Every country has its own guardian god, who could be called Great Mother. These gods are connected with each other by a spiritual network. Such gods often reside in huge mountains in each country with their top covered with snow. It is in Japan that the god at the top of the network exists. This is Hakusan-shin(白山神). Hakusan-shin is a spiritual being of level 11 and has both maternal and paternal characteristics. Amaterasu-oho-mi-kami is a spiritual being of level 10 and she is a gentle god who tries to protect Japanese people as a local deity, while Hakusan-shin is a global-scale holy spirit and so there is something indifferent about Hakusan-shin toward the Japanese.

  • connect 結びつける
  • each other お互い
  • reside 住む
  • materna 母性の
  • paternal 父性の
  • characteristic 特徴
  • gentle 優しい
  • deity 神
  • indifferent 冷淡な

Seeing Mt.Hakusan from a distance, I often see foreign mountains, such as Kailash and the Rocky Mountains, and Mt. Hakusan are overlapping each other. There is a global spiritual atmosphere about Mt. Hakusan as if I felt it in a foreign country.
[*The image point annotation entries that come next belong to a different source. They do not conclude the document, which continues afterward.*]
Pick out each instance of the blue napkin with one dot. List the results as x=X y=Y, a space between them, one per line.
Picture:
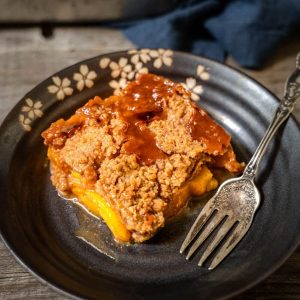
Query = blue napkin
x=248 y=30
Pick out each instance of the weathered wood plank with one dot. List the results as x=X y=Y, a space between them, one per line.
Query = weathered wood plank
x=26 y=58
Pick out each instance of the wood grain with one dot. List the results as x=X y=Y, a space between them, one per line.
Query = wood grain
x=26 y=57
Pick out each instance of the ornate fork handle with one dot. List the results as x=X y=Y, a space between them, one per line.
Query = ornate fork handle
x=291 y=96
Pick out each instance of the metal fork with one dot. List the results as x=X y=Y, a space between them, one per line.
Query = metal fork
x=228 y=215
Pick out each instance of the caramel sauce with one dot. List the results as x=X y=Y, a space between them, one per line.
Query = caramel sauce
x=205 y=130
x=141 y=102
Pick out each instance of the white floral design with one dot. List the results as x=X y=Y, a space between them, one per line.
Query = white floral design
x=121 y=68
x=84 y=78
x=118 y=85
x=104 y=62
x=30 y=112
x=191 y=85
x=61 y=87
x=140 y=69
x=162 y=57
x=202 y=72
x=139 y=55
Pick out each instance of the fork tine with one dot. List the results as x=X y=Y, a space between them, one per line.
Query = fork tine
x=212 y=224
x=225 y=228
x=238 y=233
x=202 y=218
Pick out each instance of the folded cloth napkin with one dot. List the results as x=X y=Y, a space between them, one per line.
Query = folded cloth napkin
x=248 y=30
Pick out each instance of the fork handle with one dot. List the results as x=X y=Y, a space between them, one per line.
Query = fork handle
x=291 y=95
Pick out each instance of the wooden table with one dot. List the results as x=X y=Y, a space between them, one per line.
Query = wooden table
x=26 y=57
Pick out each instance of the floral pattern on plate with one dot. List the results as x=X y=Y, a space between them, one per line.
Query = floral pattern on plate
x=122 y=69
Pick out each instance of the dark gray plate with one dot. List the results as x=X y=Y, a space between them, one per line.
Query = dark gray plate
x=39 y=227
Mt. Hakusan is called “Shirayama” by local people. I think this is because it used to attract foreign people from around the world in ancient times. The sound of “shira” makes reminds me of a certain Chinese tribe, which means that it was actually an international mountain.

  • from a distance 遠くから
  • overlap 重なり合う
  • atmosphere 雰囲気
  • attract 引きつける
  • ancient times 古代
  • remind 思い出させる
  • tribe 不足

People are troubled and unsettled in mind. Children also have their problems in their own small world. Adults might think their problems are nothing. But they might be a problem of life and death for the children. Ms. A is grieving for not having a baby, while Ms. B is worrying about how to raise her child and thinking of abandoning her. Both the rich and the poor are always worrying about something. If you cannot be grateful right now for the present situations, you can never be grateful forever. If each of you begins to feel grateful for the present situations in your own small universe, you can prevent natural disasters and change the world.

  • unsettled 落ち着かない
  • grieve 嘆く
  • abandon 捨てる
  • the present situations 現状
  • grateful 感謝して
  • prevent 防ぐ
  • disaster 災害

生かして頂いて ありがとう御座位ます

I Ka Shi Te I Ta Da I Te  A Ri Ga To U Go Za I Ma Su

Thank you so much for keeping me/us alive.